Lukas Schönnagel, Maximilian Muellner, Phillip Suwalski, Jiaqi Zhu, Ali E. Guven, Thomas Caffard, Soji Tani, Gaston Camino-Willhuber, Henryk Haffer, Erika Chiapparelli, Krizia Amoroso, Artine Arzani, Manuel Moser, Jennifer Shue, Ek Tsoon Tan, Andrew A. Sama, Federico P. Girardi, Frank P. Cammisa, Alexander P. Hughes
October 2023, Volume 32, Issue 10, pp 3387 - 3393 Original Article Read Full Article 10.1007/s00586-023-07871-6
First Online: 16 August 2023
Abdominal aortic calcification (AAC) is associated with lower back pain, reduced bone mineral density of the spine. Vascular changes could also affect the already sparsely perfused intervertebral endplate and intervertebral disc.

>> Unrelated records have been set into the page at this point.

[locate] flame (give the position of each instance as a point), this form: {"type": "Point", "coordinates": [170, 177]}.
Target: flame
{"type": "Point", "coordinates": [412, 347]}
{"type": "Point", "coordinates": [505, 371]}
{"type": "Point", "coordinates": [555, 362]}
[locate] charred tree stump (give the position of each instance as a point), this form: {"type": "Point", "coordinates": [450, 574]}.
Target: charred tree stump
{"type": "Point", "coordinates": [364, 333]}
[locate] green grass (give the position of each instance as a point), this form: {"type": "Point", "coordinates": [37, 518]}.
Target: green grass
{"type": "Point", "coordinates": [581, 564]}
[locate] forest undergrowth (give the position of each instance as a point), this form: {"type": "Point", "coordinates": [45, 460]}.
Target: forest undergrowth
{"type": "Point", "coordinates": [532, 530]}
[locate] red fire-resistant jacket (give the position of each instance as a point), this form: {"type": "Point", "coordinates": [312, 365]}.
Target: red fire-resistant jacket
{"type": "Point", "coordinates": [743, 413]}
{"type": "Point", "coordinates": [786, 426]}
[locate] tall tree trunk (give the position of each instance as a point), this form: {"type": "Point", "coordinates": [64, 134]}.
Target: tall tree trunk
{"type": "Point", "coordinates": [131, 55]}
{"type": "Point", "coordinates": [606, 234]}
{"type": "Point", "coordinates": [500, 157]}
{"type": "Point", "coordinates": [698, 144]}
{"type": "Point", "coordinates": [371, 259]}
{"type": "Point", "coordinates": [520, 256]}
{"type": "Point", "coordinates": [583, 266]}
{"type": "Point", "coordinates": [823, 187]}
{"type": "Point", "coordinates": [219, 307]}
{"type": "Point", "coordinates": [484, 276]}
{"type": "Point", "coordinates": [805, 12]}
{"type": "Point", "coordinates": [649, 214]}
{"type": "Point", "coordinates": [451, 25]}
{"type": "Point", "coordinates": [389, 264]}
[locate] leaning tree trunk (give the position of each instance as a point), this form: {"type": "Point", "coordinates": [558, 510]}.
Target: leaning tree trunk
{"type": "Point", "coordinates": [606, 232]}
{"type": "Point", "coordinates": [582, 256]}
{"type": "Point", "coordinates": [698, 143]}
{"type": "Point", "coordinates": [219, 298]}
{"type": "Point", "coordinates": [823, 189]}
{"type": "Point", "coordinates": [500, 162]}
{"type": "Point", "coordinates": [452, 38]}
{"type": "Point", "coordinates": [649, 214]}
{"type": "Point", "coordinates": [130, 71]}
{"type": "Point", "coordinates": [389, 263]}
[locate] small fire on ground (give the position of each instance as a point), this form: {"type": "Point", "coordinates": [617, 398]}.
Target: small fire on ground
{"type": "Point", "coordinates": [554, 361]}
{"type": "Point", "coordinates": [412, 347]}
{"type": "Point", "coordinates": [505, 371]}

Lumbar MRIs and lateral radiographs of patients with lower back pain were retrospectively analyzed. AAC was assessed on lateral lumbar radiographs according to the Kauppila score, with a maximum score of 24. Patients were grouped into no (AAC = 0), moderate (AAC 1 to ≤ 4), and severe AAC (AAC ≥ 5). Endplate and disc degeneration were classified according to the total endplate score (TEPS) and Pfirrmann classification. The associations between AAC and degenerative changes was analyzed with a generalized mixed model and was adjusted for age, sex, body mass index as well as diabetes mellitus, and smoking status.
A total of 217 patients (47.9% female) were included in the analysis, totaling 1085 intervertebral levels. Of those, 45 (20.7%) patients had moderate, and 39 (18%) had severe AAC. The results of the generalized mixed model showed no significant association between AAC and disc degeneration (p > 0.05). In contrast, a significant positive association between AAC and the severity of TEPS (β: 0.51, 95% CI: 1.92—2.12, p = 0.004) was observed in the multivariable analysis.
This study demonstrates an independent association between AAC and endplate degeneration. These findings expand our knowledge about the degenerative cascade of the lumbar spine and suggest that AAC might be a modifiable risk factor for endplate changes.